Threshing Days

The Hetland brothers, Krist, Rasmus, and Alfred acquired a threshing rig run by a steam engine.  During the threshing season, they took the machine and threshed for neighbors.  These brothers could spend hours talking of this adventure.

A cook car, drawn by horses, accompanied the rig.  In this small room on wheels, a woman or two cooked meals for the entire crew, at least 20 men.  They often moved at night so one person had to walk ahead with a lantern to guide the way.  In later years, the cook car was abandoned and the farmers had to feed the crew.  When this change took place, the farmers' wives tried to outdo each other by making the biggest and best meals.  The men enjoyed these wonderful meals with much talk and laughter.  The children of these families, of course loved everything about threshing time.  It was an exciting time and also one of neighborhood sociability - Both the men and women worked hard.  The women usually did the milking after the men took the horses from the barn in the morning.  They also tried to make sure the cows were milked before the men came home in the evening, as these many teams of horses took all the barn room.  Sometimes if the cows were left until the men came, the milking would have to be done out in the yard.  If the cow decided she wanted to graze while being milked, the person milking would just have to follow her around the yard until the milking was done!
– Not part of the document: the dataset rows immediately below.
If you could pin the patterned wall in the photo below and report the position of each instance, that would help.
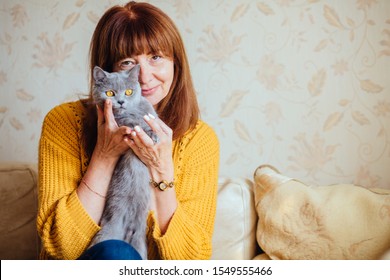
(300, 84)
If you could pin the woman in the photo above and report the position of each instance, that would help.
(80, 145)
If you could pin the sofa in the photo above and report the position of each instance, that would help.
(269, 216)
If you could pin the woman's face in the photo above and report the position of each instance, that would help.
(155, 77)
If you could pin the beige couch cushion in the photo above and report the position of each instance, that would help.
(235, 223)
(18, 200)
(341, 221)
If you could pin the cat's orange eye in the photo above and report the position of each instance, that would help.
(110, 93)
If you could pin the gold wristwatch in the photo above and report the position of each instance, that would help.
(163, 185)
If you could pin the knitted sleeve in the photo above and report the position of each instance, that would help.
(64, 226)
(189, 234)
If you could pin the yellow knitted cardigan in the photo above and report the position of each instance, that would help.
(65, 227)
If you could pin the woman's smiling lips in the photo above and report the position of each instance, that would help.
(149, 91)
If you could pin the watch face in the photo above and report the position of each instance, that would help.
(162, 186)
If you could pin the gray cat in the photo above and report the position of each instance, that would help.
(127, 203)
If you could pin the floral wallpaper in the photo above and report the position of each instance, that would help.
(303, 85)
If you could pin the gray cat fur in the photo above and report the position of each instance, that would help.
(127, 203)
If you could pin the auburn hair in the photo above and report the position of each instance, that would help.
(134, 29)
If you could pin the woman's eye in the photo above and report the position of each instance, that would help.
(156, 57)
(126, 65)
(110, 93)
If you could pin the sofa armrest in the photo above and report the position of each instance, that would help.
(19, 201)
(235, 222)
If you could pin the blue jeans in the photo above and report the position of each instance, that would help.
(111, 250)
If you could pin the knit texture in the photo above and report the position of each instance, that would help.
(65, 227)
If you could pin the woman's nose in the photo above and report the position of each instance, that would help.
(145, 74)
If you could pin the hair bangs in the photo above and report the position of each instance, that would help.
(141, 38)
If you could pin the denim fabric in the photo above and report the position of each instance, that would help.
(111, 250)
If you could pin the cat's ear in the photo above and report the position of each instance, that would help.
(99, 74)
(134, 72)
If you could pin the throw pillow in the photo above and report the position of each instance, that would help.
(341, 221)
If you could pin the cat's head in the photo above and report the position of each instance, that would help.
(122, 88)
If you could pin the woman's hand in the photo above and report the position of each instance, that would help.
(111, 142)
(157, 156)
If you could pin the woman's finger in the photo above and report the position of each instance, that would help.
(141, 138)
(108, 115)
(157, 125)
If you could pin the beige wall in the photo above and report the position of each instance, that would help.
(300, 84)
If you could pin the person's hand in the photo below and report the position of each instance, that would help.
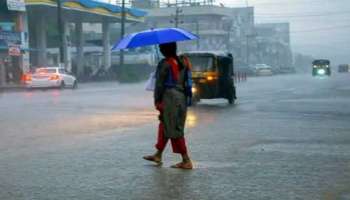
(159, 106)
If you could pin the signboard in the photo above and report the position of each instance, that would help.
(7, 26)
(16, 5)
(7, 38)
(14, 50)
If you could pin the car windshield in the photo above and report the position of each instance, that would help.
(45, 71)
(321, 62)
(201, 63)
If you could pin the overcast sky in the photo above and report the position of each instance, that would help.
(318, 27)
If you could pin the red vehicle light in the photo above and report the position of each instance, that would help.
(55, 77)
(26, 77)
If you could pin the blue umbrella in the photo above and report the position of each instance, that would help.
(153, 37)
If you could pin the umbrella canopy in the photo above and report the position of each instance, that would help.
(154, 37)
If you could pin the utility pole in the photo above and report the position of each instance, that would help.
(197, 32)
(178, 11)
(122, 33)
(60, 32)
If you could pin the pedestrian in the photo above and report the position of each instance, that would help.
(172, 95)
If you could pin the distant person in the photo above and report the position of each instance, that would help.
(171, 95)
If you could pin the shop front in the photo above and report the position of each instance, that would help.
(13, 42)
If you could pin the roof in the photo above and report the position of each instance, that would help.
(217, 53)
(92, 7)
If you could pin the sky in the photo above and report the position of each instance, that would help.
(320, 28)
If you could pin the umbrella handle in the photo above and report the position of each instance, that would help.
(157, 53)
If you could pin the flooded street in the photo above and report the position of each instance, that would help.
(281, 140)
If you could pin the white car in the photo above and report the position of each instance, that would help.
(48, 77)
(263, 70)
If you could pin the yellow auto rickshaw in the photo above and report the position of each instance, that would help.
(212, 75)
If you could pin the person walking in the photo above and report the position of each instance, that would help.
(172, 95)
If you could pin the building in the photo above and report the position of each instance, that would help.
(219, 28)
(14, 56)
(272, 45)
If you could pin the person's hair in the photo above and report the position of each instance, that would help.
(168, 49)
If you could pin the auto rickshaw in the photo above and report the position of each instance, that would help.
(321, 67)
(212, 76)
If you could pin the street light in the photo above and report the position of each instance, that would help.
(122, 32)
(60, 31)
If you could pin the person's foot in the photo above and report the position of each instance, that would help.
(183, 165)
(153, 158)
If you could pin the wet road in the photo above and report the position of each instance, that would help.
(288, 137)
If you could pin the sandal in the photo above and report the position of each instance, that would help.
(183, 165)
(153, 159)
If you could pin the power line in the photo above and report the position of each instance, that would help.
(302, 15)
(331, 28)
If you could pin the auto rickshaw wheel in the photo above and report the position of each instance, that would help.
(195, 100)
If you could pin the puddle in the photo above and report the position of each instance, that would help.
(209, 164)
(304, 148)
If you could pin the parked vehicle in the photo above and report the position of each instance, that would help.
(321, 67)
(262, 70)
(343, 68)
(212, 75)
(50, 77)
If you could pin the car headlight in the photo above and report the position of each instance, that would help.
(194, 90)
(321, 72)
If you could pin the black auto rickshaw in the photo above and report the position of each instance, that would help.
(212, 75)
(344, 68)
(321, 67)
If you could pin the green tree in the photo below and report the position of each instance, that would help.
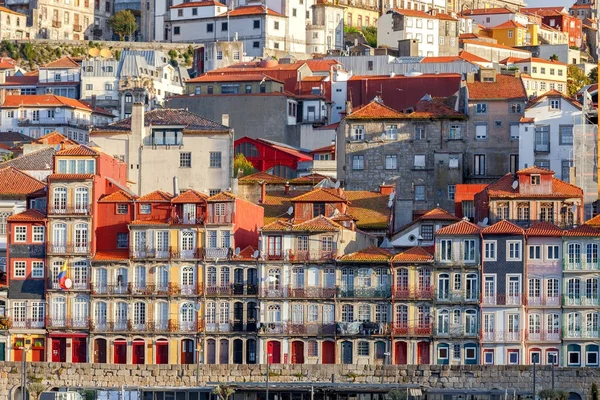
(241, 163)
(576, 79)
(123, 24)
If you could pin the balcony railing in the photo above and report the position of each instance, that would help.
(581, 301)
(543, 301)
(502, 336)
(83, 210)
(543, 336)
(502, 300)
(364, 292)
(67, 323)
(406, 329)
(68, 248)
(412, 293)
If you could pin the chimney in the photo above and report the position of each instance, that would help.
(263, 192)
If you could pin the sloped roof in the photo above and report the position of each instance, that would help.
(30, 215)
(503, 227)
(461, 228)
(369, 255)
(17, 183)
(415, 254)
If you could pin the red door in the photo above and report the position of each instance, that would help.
(120, 352)
(297, 352)
(400, 353)
(274, 352)
(187, 351)
(162, 352)
(139, 352)
(423, 353)
(59, 349)
(328, 353)
(79, 350)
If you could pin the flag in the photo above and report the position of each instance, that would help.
(62, 276)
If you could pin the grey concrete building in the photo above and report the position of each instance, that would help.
(420, 152)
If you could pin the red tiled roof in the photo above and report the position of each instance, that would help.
(111, 255)
(321, 195)
(204, 3)
(413, 255)
(505, 88)
(190, 196)
(17, 183)
(461, 228)
(583, 230)
(30, 215)
(503, 227)
(544, 229)
(117, 197)
(80, 150)
(64, 62)
(158, 196)
(370, 254)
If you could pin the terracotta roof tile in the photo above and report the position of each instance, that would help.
(461, 228)
(370, 254)
(117, 197)
(158, 196)
(17, 183)
(544, 229)
(413, 255)
(111, 255)
(27, 216)
(190, 196)
(583, 230)
(506, 87)
(503, 227)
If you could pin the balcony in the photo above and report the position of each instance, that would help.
(65, 211)
(67, 323)
(68, 248)
(543, 336)
(543, 301)
(364, 292)
(27, 323)
(456, 297)
(502, 300)
(405, 329)
(502, 336)
(583, 301)
(412, 293)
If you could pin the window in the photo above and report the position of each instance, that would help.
(215, 159)
(38, 234)
(513, 250)
(391, 162)
(37, 269)
(419, 193)
(481, 131)
(19, 269)
(358, 162)
(489, 250)
(20, 233)
(566, 135)
(185, 160)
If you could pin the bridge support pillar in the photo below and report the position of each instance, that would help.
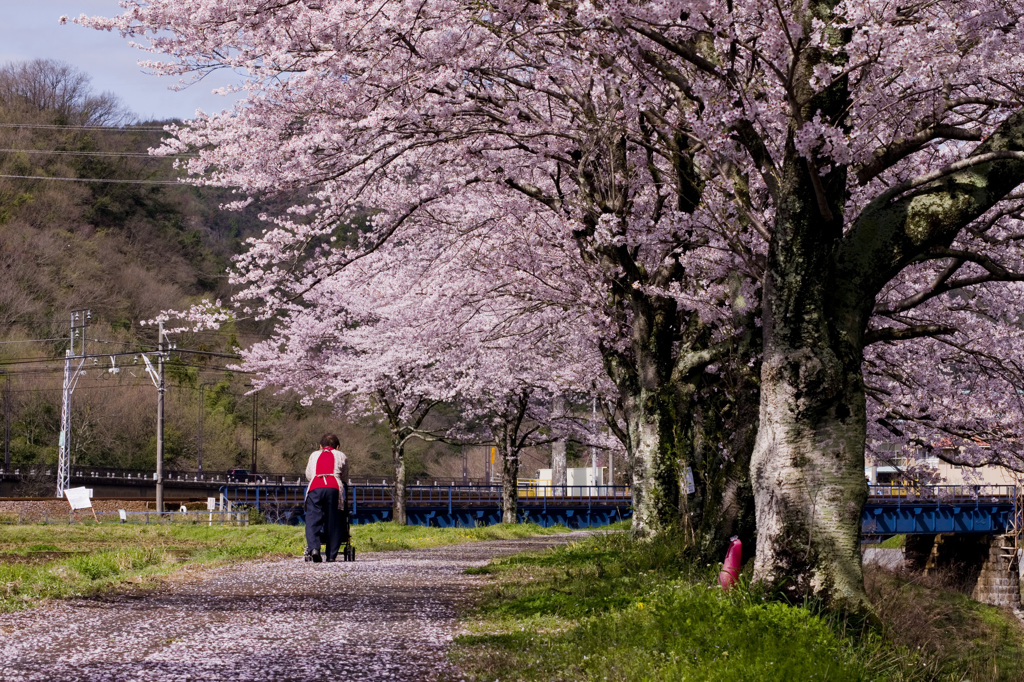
(998, 582)
(916, 551)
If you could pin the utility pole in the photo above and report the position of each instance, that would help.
(255, 428)
(158, 380)
(161, 389)
(202, 411)
(6, 422)
(79, 322)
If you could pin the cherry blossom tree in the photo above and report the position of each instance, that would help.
(822, 158)
(435, 110)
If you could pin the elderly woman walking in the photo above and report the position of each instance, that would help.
(327, 471)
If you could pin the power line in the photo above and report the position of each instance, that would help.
(99, 154)
(89, 179)
(42, 126)
(62, 338)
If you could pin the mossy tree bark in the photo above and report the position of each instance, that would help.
(819, 292)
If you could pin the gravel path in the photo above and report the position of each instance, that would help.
(386, 616)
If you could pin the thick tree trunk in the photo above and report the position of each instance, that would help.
(723, 504)
(398, 492)
(558, 452)
(510, 485)
(653, 422)
(807, 467)
(808, 472)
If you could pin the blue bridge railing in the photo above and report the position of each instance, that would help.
(573, 506)
(935, 509)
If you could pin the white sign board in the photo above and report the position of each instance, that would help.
(78, 498)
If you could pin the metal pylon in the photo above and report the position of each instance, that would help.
(79, 321)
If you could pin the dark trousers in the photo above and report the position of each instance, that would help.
(324, 521)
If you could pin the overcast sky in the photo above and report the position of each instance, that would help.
(30, 29)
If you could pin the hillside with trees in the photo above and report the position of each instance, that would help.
(126, 247)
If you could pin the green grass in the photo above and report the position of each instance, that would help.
(896, 542)
(610, 609)
(40, 562)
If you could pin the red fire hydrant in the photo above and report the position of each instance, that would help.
(730, 568)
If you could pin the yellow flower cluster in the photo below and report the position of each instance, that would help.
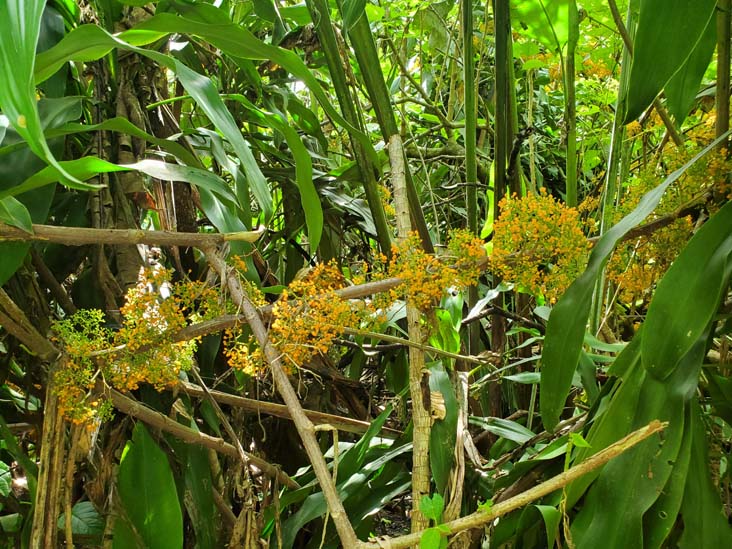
(636, 266)
(427, 277)
(538, 244)
(75, 376)
(146, 353)
(307, 318)
(595, 69)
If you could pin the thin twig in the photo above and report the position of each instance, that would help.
(304, 426)
(480, 518)
(660, 109)
(280, 410)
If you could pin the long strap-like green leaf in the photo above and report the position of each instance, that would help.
(568, 320)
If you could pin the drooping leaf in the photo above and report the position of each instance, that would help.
(568, 321)
(684, 86)
(660, 519)
(688, 295)
(148, 494)
(14, 213)
(705, 521)
(20, 23)
(549, 515)
(91, 42)
(431, 539)
(303, 169)
(85, 520)
(504, 428)
(199, 496)
(86, 43)
(432, 507)
(658, 50)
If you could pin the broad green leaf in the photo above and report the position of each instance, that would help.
(682, 89)
(20, 23)
(148, 494)
(206, 95)
(85, 520)
(82, 168)
(199, 495)
(86, 43)
(527, 378)
(579, 441)
(550, 516)
(443, 433)
(568, 321)
(122, 125)
(611, 500)
(203, 179)
(504, 428)
(431, 539)
(93, 42)
(720, 390)
(446, 337)
(303, 168)
(354, 472)
(14, 213)
(432, 507)
(705, 520)
(688, 295)
(660, 519)
(659, 49)
(353, 10)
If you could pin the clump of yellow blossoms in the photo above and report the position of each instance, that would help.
(307, 318)
(310, 315)
(427, 277)
(538, 244)
(141, 350)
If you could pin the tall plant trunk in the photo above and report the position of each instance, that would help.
(724, 20)
(570, 111)
(417, 372)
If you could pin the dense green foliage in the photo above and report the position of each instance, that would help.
(566, 282)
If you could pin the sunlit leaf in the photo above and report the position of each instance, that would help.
(568, 321)
(658, 50)
(148, 494)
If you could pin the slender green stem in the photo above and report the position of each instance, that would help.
(570, 111)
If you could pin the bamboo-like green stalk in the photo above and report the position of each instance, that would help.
(421, 419)
(362, 42)
(502, 125)
(570, 109)
(471, 159)
(471, 163)
(614, 161)
(723, 65)
(502, 16)
(320, 13)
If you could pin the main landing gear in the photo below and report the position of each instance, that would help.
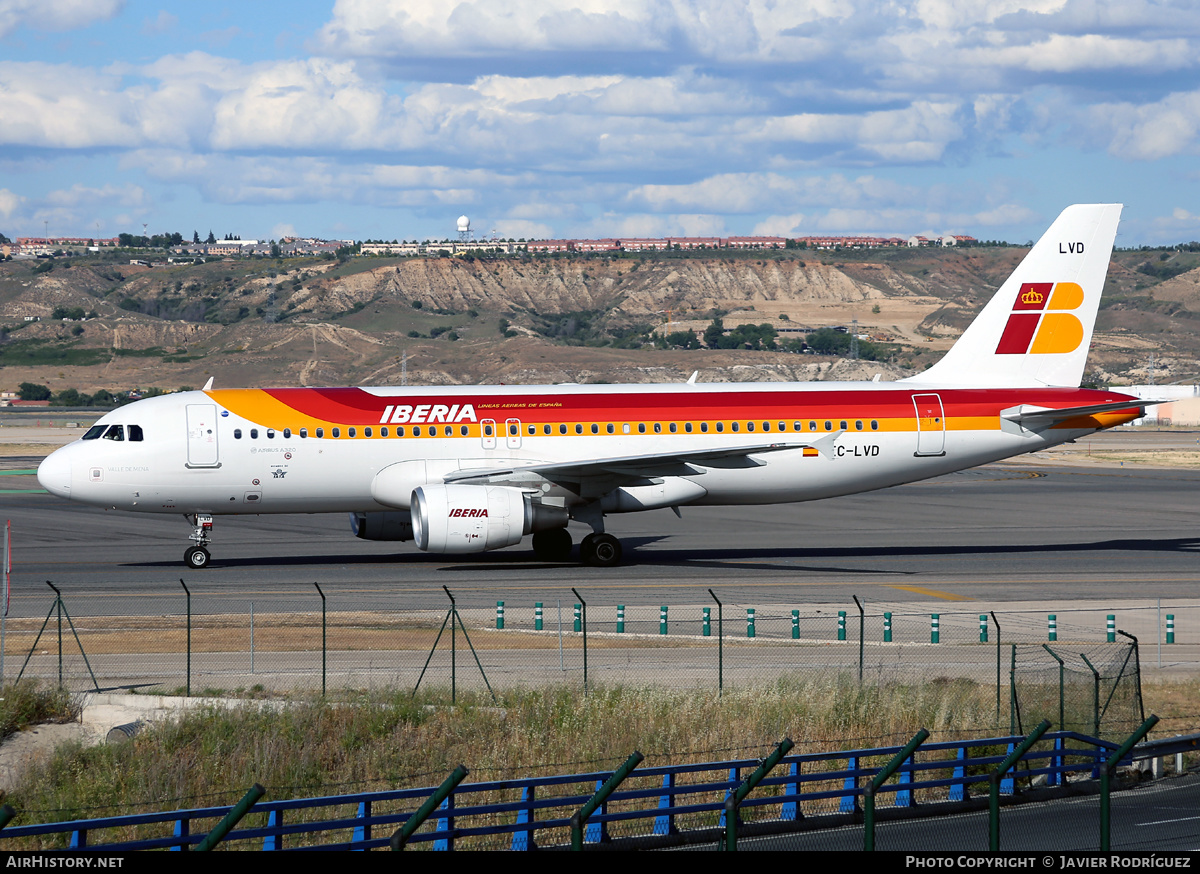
(599, 550)
(197, 557)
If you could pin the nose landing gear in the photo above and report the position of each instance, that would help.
(197, 557)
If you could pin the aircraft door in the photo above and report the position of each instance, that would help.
(202, 436)
(930, 424)
(513, 433)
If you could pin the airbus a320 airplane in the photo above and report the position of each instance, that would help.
(471, 468)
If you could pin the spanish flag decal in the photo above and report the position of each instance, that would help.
(1041, 322)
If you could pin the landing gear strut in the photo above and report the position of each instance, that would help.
(197, 557)
(552, 545)
(600, 550)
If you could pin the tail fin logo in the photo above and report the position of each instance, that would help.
(1041, 322)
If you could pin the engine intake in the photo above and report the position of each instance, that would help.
(460, 519)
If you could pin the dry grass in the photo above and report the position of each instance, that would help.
(388, 741)
(372, 742)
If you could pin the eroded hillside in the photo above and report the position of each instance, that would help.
(541, 319)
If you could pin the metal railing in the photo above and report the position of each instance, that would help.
(646, 807)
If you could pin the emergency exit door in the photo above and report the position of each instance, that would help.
(202, 436)
(930, 424)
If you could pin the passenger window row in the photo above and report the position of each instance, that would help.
(489, 429)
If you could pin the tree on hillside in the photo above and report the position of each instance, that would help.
(34, 391)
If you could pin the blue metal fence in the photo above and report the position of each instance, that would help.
(657, 804)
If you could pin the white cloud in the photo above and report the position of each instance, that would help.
(55, 15)
(82, 195)
(1149, 132)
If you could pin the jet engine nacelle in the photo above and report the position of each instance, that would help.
(382, 526)
(457, 519)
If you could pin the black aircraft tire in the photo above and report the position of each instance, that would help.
(196, 557)
(553, 545)
(600, 550)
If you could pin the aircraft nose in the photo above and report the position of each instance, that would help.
(54, 473)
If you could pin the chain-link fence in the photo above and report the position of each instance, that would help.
(197, 642)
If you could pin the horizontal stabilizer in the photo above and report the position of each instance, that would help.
(1031, 415)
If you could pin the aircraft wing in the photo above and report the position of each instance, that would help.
(1032, 417)
(631, 466)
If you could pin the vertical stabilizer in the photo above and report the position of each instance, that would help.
(1037, 329)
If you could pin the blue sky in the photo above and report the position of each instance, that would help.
(598, 118)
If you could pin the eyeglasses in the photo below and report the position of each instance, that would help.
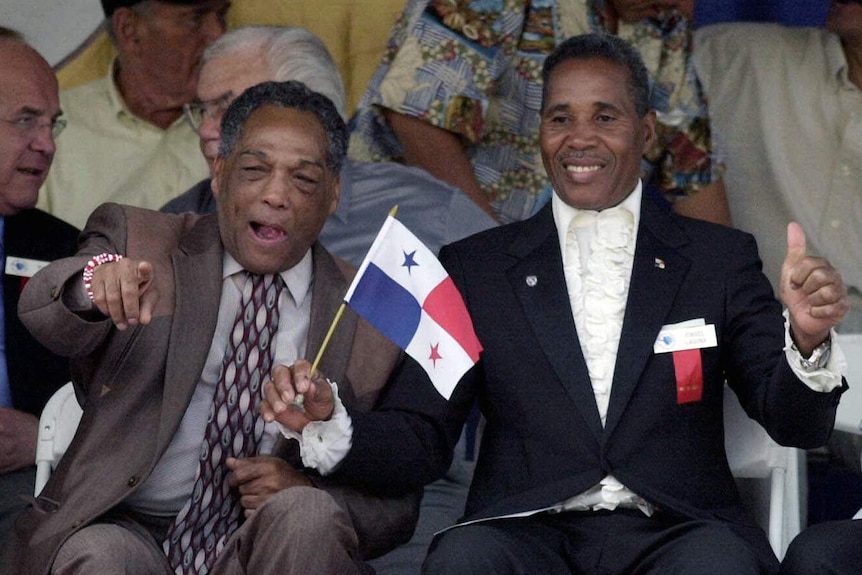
(26, 125)
(195, 112)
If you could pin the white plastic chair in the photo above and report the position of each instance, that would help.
(57, 426)
(849, 416)
(772, 478)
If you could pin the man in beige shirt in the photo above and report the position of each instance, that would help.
(127, 141)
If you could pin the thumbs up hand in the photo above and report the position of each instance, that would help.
(813, 292)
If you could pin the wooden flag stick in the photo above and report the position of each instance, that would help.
(325, 343)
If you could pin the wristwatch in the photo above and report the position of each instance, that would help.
(818, 358)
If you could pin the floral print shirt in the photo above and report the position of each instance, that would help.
(474, 69)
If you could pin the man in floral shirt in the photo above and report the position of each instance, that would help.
(459, 87)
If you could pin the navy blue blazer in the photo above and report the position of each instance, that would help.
(34, 372)
(544, 441)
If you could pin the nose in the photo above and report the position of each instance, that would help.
(580, 135)
(42, 140)
(276, 193)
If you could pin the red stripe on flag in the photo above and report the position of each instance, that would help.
(688, 366)
(445, 306)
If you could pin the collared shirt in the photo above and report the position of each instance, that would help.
(475, 70)
(170, 484)
(788, 123)
(108, 154)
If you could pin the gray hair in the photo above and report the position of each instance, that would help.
(295, 95)
(292, 53)
(607, 47)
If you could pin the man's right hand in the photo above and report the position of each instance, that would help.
(124, 291)
(280, 397)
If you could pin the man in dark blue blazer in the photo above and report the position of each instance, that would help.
(609, 328)
(29, 108)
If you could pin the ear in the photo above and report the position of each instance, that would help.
(650, 136)
(215, 183)
(336, 195)
(126, 28)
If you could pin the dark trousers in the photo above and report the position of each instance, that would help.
(622, 542)
(832, 548)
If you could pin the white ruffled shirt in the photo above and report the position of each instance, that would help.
(598, 253)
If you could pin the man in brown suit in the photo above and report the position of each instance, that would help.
(147, 334)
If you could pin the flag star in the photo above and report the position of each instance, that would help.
(409, 262)
(435, 354)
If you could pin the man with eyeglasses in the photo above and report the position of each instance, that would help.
(29, 238)
(435, 211)
(127, 141)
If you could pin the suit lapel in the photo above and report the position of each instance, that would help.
(197, 267)
(538, 282)
(657, 274)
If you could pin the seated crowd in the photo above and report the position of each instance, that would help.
(210, 202)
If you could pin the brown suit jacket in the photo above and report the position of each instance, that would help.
(135, 385)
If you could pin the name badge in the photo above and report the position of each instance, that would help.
(23, 267)
(684, 337)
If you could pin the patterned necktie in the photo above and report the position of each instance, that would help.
(234, 429)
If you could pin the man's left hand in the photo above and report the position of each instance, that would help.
(259, 478)
(813, 292)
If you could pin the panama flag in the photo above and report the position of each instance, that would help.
(403, 291)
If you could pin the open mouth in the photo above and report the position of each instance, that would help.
(35, 172)
(583, 169)
(267, 232)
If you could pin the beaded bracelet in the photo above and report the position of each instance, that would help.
(95, 262)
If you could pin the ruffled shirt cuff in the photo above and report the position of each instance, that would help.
(823, 378)
(324, 444)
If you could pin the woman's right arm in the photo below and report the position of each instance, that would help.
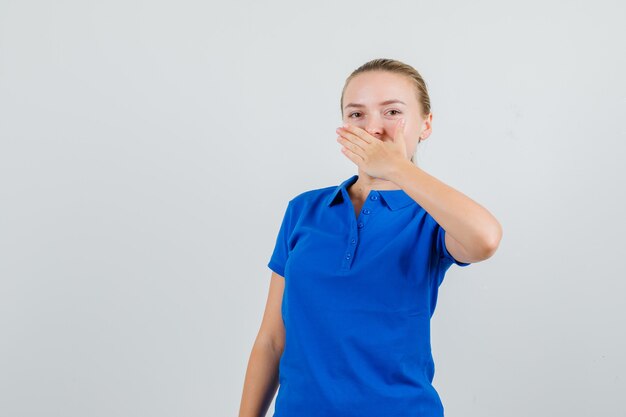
(261, 379)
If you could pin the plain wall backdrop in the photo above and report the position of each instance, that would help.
(148, 151)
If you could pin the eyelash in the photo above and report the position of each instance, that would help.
(398, 111)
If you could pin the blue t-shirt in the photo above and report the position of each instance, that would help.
(358, 299)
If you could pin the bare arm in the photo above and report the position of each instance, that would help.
(472, 232)
(261, 381)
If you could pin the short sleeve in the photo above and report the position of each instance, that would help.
(280, 254)
(442, 251)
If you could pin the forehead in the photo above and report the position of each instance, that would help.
(373, 87)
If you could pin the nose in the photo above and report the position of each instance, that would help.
(374, 126)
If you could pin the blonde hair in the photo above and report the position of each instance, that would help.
(396, 67)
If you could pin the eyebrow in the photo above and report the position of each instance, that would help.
(382, 104)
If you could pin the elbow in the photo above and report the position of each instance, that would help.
(491, 241)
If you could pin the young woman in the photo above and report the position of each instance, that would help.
(356, 267)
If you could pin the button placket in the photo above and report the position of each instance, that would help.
(369, 207)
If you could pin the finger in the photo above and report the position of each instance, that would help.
(351, 146)
(352, 156)
(352, 138)
(399, 131)
(356, 131)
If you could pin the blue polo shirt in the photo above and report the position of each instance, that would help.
(358, 299)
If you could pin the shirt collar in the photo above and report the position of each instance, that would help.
(395, 199)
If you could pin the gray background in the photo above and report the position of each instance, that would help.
(148, 151)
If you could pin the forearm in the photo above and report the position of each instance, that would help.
(473, 226)
(261, 380)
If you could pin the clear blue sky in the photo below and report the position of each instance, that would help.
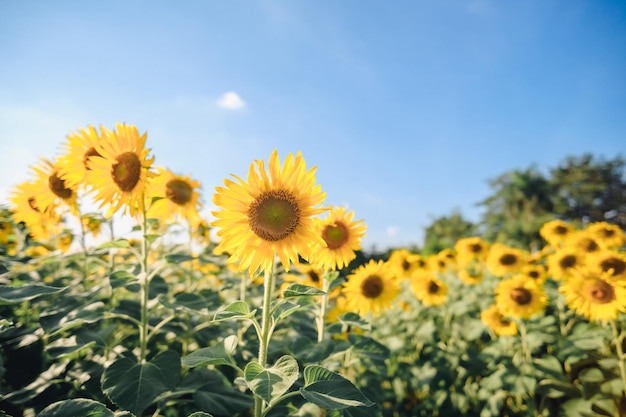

During threshing time, a typical schedule was this: breakfast, 6 a.m.; Morning coffee, 9:30 a.m.; dinner, 12 noon; afternoon lunch 4 p.m. and supper, 7:30 p.m.  The women carried the lunches to the fields and served the men.  Some dinners were carried out to the fields to the part of the crew that kept the machines going.  These men kept the work going while the others went back to the house to eat, as they didn't want to shut down the machines.

One man was kept busy by hauling water for the steam engines.  At 5 a.m. this engine sounded off as a signal to the crew to get up and start the day of work.

The work in the field was exciting.  The men would take great pride in being able to make a straw pile that would stand graceful and shed the rain and snow.  It became a great art in accomplishing this piling up of straw as the machine separated the grain from the straw.  The grain would fall into horse-drawn wagons, pulled from the field and stored on the farm.  Every kernel of grain would have to be handled by a scoop shovel.

Before the grain could be put through the threshing rig, it had been cut by binders.  As it was cut, the grain stalks had fallen to the ground in bundles tied with twine.  These bundles were picked off the ground by hand and made into shocks, 10 to 12 bundles per shock.  The shocking was done by the family or men who drifted in on boxcars.  These men would come up from the south looking for work.  They were usually found hanging around the streets or stockyards, where they slept and cooked their meals.  The farmer or boss of the machine would make a trip into town and secure as many workers as needed.

Many times the same men would come back to the same area year after year.  At night the workers would sleep in the haymows.  A washbasin and clean towels were placed in a shed or outside for the men to clean up.  Later, bunkhouses were built for the men.

When it rained, the whole crew stayed at the farm where they were threshing.  This would really deplete the potato patch and the oats and hay for the horses.  Incidentally, it was the oats they usually threshed first so they would have feed for their horses.

It was so exciting to see the men pitching the shocks of grain into the separator.  When the horse-drawn hayracks were emptied, they would dash back to the field to get another load.  There was usually competition for the largest load.  These loads would have to be loaded evenly or they would tip.  Sometimes the horses would decide that they were not going up to the separator and then there would be a runaway.

Alfred's son, Charles, continued threshing until the combines, which were far superior in efficiency, took over.  To those of us who remember this exciting time of threshing, a great deal has been lost. It now seems to be an operation that is nothing more than getting the grain harvested in the shortest possible time.  All the tense, exhilarating excitement of threshing is a thing of the past.